“Dean Young’s work will delight only two kinds of people: those who generally read poetry and those who generally don’t.”
—The Threepenny Review
In this follow-up to his Pulitzer Prize–finalist collection Elegy on Toy Piano, Dean Young—one of the most individual poets of the past several decades, and with one of the most iconic voices in poetry today—once again sets about taking some cracks at the piñata of commonplace reality. No one is unsure if they’ve read a poem by Dean Young. The power and sheer curiosity of the poems in this book leave a mark:
You are in your pajamas / eating cold pizza / when you decide
to make a coyote. / Now all you need is a pregnant coyote.

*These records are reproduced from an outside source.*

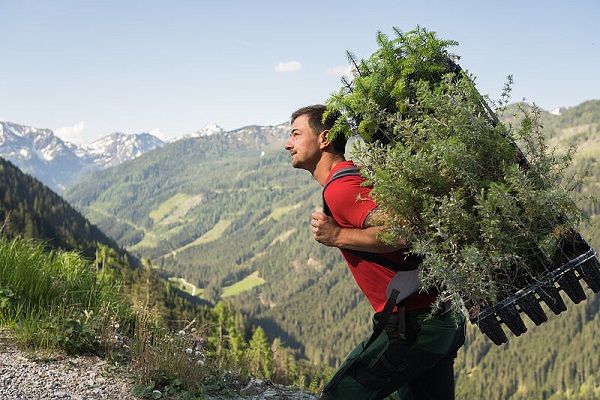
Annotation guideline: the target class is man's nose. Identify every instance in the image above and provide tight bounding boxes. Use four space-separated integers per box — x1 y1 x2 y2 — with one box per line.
283 138 294 150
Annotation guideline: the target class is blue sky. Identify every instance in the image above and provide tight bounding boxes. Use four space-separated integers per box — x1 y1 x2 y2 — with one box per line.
0 0 600 143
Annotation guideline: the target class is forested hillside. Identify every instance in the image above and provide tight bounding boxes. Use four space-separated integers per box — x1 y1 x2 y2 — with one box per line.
0 158 125 257
0 158 209 328
65 101 600 399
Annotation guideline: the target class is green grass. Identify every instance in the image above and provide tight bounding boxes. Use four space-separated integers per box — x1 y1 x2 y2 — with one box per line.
221 271 265 297
0 238 126 353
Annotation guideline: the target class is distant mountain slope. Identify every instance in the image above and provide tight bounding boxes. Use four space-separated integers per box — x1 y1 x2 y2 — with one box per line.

Darling, if you were here, I’d try / to lick your heart.
What happens when your head splits open / and the bird flies out, its two notes deranged?
All that a human is made of is gold, / very very little gold.
Imagine a frog / in your mouth, struggling. / Now imagine you’re that frog.
Why am I so afraid of nothingness? / My soul is a baby wolf.
Dean Young has published seven previous collections of poetry, most recently Elegy on Toy Piano, a finalist for the Pulitzer Prize, and Skid, a finalist for the Lenore Marshall Prize. He has received fellowships from the Guggenheim Foundation and the National Endowment for the Arts, and teaches at the Iowa Writers’ Workshop.